Conditional Probability Explained Simply, With Examples

Conditional probability is the chance that one event happens given that another event has already happened. Written P(A|B) and read "the probability of A given B", it's the single most useful idea in probability for everyday decision-making — and the source of nearly every famous probability puzzle that looks impossible at first glance. This guide builds it up from scratch with worked examples, then shows how it underpins Bayes' theorem, the Monty Hall problem, medical-test interpretation, and weather forecasting.

What conditional probability actually means

Re-asking the question once you know more

The phrase conditional probability sounds intimidating but the idea is everyday. Imagine you're told a card has been drawn from a standard 52-card deck. Without any other information, the chance it's the Ace of Spades is 1 in 52. Now suppose someone tells you the card is black. The relevant universe just shrunk from 52 cards to 26, and the chance it's the Ace of Spades is now 1 in 26. The probability changed because new information narrowed what's possible.

That's conditional probability in one sentence: it's the probability of an event in a smaller world, where the smaller world is defined by something you've just learned. Mathematically, P(A|B) = P(A and B) / P(B). In words: out of all the times B happens, how often does A happen too? The denominator throws away every outcome where B didn't happen, leaving you with a fresh, smaller sample space to ask the question in.
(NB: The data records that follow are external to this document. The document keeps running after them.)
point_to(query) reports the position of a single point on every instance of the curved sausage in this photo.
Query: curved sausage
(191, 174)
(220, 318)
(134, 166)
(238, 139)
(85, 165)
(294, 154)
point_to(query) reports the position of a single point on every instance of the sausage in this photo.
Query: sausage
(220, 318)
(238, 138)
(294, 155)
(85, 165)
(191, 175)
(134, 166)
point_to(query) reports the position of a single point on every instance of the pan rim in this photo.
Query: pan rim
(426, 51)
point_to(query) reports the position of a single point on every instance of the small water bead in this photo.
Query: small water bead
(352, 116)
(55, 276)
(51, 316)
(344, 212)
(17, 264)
Conditional probability is what your brain does informally all day. "How likely am I to be late given I leave at 8.30am?" is conditional. "How likely is it to rain given there are dark clouds?" is conditional. The formal version just lets you assign numbers and combine them without contradicting yourself.

Visualising it with a Venn diagram

Two circles, one shared region — the picture that makes the formula obvious

Draw a rectangle (the whole sample space) and two overlapping circles inside it called A and B. The full rectangle has probability 1. Each circle has its own probability — P(A) and P(B) — and the lens-shaped overlap in the middle is P(A and B), the probability that both happen.
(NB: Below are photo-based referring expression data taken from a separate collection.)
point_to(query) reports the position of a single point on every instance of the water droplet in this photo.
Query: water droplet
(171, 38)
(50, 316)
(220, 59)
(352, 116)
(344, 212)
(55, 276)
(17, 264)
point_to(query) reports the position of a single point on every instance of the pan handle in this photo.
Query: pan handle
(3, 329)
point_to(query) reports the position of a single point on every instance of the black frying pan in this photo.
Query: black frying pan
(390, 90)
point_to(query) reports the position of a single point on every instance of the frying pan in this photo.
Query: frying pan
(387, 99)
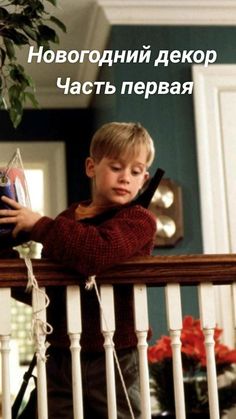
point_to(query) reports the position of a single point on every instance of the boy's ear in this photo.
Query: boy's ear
(146, 179)
(90, 167)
To compute P(A|B), mentally erase everything outside circle B. Circle B is now your entire universe — its probability is rescaled to 1. The lens-shaped overlap, which used to be P(A and B) within the rectangle, now occupies a fraction of circle B. That fraction is exactly P(A and B) / P(B). That's the formula, derived purely by squinting at a diagram.

This is why the formula has a division in it, and why the denominator is P(B) rather than P(A). We're conditioning on B, so B becomes the new total. Swap to P(B|A) and the denominator becomes P(A) instead — same overlap, different rescaling. The two conditional probabilities are usually not equal, and confusing them is the root cause of most probability mistakes (we'll see this in the medical testing section).
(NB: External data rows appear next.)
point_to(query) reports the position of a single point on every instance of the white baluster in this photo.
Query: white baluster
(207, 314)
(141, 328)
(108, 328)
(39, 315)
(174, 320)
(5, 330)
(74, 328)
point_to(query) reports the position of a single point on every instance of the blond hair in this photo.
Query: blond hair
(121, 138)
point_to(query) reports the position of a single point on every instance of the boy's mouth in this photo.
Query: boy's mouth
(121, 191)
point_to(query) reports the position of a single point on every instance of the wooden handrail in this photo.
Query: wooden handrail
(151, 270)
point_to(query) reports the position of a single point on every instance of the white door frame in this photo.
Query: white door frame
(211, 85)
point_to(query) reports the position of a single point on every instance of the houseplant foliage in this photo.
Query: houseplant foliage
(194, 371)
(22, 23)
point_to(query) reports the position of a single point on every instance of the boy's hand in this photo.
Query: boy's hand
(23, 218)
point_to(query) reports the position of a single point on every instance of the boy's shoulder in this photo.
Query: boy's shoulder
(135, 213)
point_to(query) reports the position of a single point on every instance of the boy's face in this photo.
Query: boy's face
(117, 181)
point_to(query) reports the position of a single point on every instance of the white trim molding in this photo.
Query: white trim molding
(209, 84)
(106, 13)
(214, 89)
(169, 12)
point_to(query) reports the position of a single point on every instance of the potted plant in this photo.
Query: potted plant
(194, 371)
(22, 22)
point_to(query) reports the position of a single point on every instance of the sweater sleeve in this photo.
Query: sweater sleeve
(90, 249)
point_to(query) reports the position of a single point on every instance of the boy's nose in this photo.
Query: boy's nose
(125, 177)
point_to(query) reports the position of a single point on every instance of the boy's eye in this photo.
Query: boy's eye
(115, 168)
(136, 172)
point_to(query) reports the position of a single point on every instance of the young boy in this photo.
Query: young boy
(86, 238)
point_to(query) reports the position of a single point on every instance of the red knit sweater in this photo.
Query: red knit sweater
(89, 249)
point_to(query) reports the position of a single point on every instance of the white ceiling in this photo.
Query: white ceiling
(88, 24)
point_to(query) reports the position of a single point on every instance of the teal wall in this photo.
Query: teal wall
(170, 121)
Worked example 1: a tree diagram

Two coin flips and a question about what we know

You flip a fair coin twice. Someone tells you at least one of the flips came up heads. What's the probability that both came up heads?

Most people answer one-half, because the unknown flip is fifty-fifty. The right answer is one-third. Here's why.

Draw a tree. The first flip branches into Heads and Tails. Each of those branches into Heads and Tails again. You get four equally likely outcomes: HH, HT, TH, TT — each with probability 1/4.

The information at least one heads is event B. It's true for HH, HT, and TH, but not for TT. So P(B) = 3/4. The event both heads is event A, true only for HH, so P(A and B) = P(HH) = 1/4. The conditional probability is:

P(both heads | at least one heads) = P(A and B) / P(B) = (1/4) / (3/4) = 1/3.

The intuition that trips people up is the assumption that one specific flip is now "locked in" as heads. But all you actually know is that at least one of the two flips was heads. Three of the four equally likely scenarios (HH, HT, TH) are still on the table, and only one of them is HH. Conditioning correctly means restricting to the right subset of outcomes — not arbitrarily fixing a coin's value.

Worked example 2: medical testing

The base-rate trap that catches doctors as often as patients

Suppose a disease affects 1 in 1,000 people in the general population. A test for the disease is 99% accurate, in the sense that it correctly flags 99% of true positives and correctly clears 99% of true negatives. You take the test and it comes back positive. What's the probability you actually have the disease?

The intuitive answer is 99%. The actual answer is closer to 9%.

To see why, imagine running the test on 100,000 people. About 100 of them genuinely have the disease (the 1-in-1,000 base rate). The test correctly catches 99 of those — true positives. The remaining 99,900 don't have the disease, but the test wrongly flags 1% of them — that's 999 false positives. So out of 99 + 999 = 1,098 total positive results, only 99 are real. Conditional on a positive test, the chance you have the disease is 99 / 1,098 ≈ 9%.

This is conditional probability done correctly. The 99% accuracy figure is P(positive test | disease). The number you actually want is P(disease | positive test). They're not the same number — and when the underlying disease is rare, they can differ by an order of magnitude. This is a real problem in medicine. Studies have repeatedly shown that even experienced doctors often invert these probabilities, advising patients much more pessimistically than the data warrants.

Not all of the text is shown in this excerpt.